| L’architecture après le pétrole...La « maison passive », ou l’opportunité d’affranchir l’architecture des énergies conventionnelles. |
Le concept de « maison passive » s’applique à un bâtiment dont les besoins en énergie sont réduits, essentiellement par des mesures architecturales et constructives – dites « passives » - au point qu’il ne comporte plus d’équipements « actifs » de chauffage et de climatisation conventionnels. A l’origine élaboré pour des maisons, le concept s’applique également aux immeubles de logement collectif ainsi qu’aux immeubles tertiaires (bureaux, écoles, …).
La maison passive a de l’avenir, mais elle n’est pas tout l’avenir. Elle s’inscrit dans une panoplie d’actions allant de l’aménagement du territoire au comportement des usagers, en passant par les énergies renouvelables et bien entendu le renouvellement du parc immobilier.
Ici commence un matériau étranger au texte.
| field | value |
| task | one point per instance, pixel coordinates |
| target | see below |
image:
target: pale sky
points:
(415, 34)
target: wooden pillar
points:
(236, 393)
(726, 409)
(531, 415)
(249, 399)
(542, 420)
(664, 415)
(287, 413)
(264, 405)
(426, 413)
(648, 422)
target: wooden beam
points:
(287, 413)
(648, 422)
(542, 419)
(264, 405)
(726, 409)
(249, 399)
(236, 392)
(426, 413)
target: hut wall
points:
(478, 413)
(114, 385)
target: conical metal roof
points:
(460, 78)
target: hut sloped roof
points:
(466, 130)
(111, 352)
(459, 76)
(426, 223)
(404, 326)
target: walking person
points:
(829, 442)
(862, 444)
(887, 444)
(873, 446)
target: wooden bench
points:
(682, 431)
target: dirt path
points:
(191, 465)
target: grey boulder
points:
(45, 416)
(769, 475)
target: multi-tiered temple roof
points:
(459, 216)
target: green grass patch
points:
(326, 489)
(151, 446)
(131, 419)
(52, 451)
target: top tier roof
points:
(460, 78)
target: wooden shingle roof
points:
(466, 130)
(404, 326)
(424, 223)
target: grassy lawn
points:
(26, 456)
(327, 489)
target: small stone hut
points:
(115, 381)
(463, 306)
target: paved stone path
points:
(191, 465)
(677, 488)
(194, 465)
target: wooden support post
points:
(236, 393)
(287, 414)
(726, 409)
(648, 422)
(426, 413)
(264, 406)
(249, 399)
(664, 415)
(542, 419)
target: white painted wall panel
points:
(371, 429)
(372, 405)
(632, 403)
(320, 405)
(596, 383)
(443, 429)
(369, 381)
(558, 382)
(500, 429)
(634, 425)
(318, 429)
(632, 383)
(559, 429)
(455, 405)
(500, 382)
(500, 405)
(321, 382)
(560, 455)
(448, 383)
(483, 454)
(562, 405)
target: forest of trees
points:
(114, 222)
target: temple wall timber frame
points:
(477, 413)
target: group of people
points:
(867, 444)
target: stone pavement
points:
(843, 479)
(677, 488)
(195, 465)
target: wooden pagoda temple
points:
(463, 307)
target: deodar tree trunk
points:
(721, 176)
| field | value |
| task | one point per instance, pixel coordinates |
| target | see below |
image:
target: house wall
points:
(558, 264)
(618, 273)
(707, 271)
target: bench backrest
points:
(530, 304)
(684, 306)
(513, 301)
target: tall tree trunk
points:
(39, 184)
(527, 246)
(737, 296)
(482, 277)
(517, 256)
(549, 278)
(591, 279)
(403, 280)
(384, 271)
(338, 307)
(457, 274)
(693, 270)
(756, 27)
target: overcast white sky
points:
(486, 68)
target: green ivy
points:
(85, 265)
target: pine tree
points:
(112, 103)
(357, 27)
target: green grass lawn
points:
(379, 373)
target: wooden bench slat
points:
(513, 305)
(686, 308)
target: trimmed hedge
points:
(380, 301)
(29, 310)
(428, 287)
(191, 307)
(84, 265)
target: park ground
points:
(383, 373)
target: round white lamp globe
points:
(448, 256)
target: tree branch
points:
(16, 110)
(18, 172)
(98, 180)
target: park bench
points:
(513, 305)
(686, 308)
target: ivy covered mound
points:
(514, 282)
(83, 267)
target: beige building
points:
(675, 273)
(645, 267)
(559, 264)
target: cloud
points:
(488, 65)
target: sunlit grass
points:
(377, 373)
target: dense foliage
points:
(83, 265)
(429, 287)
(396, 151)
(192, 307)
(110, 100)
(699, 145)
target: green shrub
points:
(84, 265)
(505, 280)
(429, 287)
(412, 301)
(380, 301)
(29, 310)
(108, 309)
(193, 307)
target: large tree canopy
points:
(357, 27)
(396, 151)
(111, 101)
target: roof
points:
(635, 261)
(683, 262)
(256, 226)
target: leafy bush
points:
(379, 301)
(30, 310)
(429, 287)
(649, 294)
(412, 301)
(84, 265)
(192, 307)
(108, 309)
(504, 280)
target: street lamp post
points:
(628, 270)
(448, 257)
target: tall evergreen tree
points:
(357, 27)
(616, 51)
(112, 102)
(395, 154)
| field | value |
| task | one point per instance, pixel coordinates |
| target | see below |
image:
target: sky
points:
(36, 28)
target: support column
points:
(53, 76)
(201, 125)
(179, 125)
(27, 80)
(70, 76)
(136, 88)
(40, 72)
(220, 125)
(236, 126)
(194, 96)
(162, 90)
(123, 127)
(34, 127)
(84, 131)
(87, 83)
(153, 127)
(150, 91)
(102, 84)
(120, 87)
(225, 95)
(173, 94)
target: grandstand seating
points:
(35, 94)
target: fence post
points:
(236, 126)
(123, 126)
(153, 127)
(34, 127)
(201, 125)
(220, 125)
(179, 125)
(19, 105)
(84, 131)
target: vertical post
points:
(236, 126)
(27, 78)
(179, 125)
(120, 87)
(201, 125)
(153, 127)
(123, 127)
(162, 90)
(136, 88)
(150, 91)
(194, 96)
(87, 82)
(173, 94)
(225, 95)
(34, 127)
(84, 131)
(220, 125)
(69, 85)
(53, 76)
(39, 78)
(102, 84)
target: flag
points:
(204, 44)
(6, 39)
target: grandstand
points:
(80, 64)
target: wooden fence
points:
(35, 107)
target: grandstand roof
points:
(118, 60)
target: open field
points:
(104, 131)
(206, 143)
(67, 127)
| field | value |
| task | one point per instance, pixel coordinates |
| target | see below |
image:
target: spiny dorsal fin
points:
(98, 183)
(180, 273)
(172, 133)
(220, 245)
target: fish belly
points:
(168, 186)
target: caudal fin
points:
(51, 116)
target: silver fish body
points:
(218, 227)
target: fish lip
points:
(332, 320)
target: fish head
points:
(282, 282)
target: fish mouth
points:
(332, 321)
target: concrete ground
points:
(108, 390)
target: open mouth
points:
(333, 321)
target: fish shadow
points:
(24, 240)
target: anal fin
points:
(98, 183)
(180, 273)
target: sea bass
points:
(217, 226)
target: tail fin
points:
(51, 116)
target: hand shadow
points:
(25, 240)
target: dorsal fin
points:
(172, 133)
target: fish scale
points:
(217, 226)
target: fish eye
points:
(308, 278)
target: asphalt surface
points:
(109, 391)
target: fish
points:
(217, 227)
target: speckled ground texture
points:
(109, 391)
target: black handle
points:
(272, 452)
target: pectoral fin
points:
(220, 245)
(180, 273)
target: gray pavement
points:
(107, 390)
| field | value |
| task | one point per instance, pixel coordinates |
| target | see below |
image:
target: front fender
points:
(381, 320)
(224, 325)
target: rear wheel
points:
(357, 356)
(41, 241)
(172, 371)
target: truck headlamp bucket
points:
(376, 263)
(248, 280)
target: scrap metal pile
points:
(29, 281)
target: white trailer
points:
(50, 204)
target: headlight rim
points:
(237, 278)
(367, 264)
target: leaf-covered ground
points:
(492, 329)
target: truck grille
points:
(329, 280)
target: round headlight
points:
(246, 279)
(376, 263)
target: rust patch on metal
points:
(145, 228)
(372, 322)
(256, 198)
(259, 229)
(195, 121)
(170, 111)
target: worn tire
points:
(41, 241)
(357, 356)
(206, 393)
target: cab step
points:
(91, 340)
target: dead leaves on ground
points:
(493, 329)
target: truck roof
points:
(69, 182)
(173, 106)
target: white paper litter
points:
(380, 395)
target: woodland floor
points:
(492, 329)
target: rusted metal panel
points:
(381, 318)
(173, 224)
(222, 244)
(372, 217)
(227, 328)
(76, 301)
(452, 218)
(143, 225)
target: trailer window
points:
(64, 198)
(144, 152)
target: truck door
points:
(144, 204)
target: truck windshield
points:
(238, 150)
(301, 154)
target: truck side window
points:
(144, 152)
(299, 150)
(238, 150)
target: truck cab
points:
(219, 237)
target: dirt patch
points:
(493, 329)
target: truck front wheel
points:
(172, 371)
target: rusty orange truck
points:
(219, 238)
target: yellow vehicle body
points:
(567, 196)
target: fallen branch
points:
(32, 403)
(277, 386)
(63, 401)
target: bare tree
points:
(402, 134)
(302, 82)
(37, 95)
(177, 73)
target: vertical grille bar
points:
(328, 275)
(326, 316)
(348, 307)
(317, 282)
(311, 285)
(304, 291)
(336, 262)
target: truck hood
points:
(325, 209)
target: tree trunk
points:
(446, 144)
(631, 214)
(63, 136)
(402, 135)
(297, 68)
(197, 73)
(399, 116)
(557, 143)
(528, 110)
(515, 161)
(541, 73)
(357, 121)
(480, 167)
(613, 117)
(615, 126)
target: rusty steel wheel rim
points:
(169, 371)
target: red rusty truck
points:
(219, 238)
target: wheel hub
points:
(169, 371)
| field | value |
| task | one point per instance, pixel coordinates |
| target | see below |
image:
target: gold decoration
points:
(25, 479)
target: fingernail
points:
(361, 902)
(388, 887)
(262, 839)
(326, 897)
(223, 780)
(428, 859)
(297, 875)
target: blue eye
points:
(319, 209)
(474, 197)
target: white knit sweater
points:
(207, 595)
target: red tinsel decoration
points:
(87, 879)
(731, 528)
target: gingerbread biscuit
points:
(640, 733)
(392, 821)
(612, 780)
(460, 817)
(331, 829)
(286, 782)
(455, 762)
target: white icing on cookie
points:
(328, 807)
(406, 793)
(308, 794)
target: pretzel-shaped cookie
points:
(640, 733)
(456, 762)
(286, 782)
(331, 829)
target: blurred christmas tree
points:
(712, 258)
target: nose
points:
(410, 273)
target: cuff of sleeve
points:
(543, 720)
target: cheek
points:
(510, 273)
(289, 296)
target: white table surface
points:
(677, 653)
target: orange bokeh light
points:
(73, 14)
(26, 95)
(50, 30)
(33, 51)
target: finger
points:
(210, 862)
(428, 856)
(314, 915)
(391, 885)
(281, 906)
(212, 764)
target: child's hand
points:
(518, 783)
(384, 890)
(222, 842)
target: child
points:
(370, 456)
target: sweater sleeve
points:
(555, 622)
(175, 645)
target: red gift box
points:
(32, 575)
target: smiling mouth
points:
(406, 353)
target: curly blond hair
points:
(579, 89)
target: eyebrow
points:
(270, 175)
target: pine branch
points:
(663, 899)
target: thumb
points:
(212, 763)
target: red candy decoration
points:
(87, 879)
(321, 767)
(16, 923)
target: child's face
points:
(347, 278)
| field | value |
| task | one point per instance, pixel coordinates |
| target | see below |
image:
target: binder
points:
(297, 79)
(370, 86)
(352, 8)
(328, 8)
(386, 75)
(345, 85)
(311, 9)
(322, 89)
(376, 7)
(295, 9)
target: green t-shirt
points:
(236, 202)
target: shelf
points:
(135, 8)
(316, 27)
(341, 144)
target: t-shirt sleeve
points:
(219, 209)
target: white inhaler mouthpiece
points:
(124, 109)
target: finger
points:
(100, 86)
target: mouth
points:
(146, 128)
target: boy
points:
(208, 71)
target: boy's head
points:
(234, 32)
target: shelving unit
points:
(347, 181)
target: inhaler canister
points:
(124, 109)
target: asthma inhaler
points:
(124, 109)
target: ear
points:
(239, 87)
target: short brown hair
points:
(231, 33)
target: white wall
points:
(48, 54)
Cependant, ses principes et son niveau de performances offrent une telle opportunité d’efficacité et de sobriété énergétiques qu’il serait opportun que chaque bâtiment neuf ou sérieusement rénové en soit une application.
Atteindre la sobriété énergétique nécessaire pour affronter la fin du pétrole sans essuyer une récession majeure ne se fera que par la mise en oeuvre d’une politique enfin réellement ambitieuse, voire radicale,… car la Belgique, pas même capable d’atteindre ses engagements de Kyoto - pourtant bien en deçà de l’objectif proposé, - doit rattraper un retard considérable. Il y a du travail à tous les niveaux et dans tous les domaines. Et c’est maintenant ou jamais.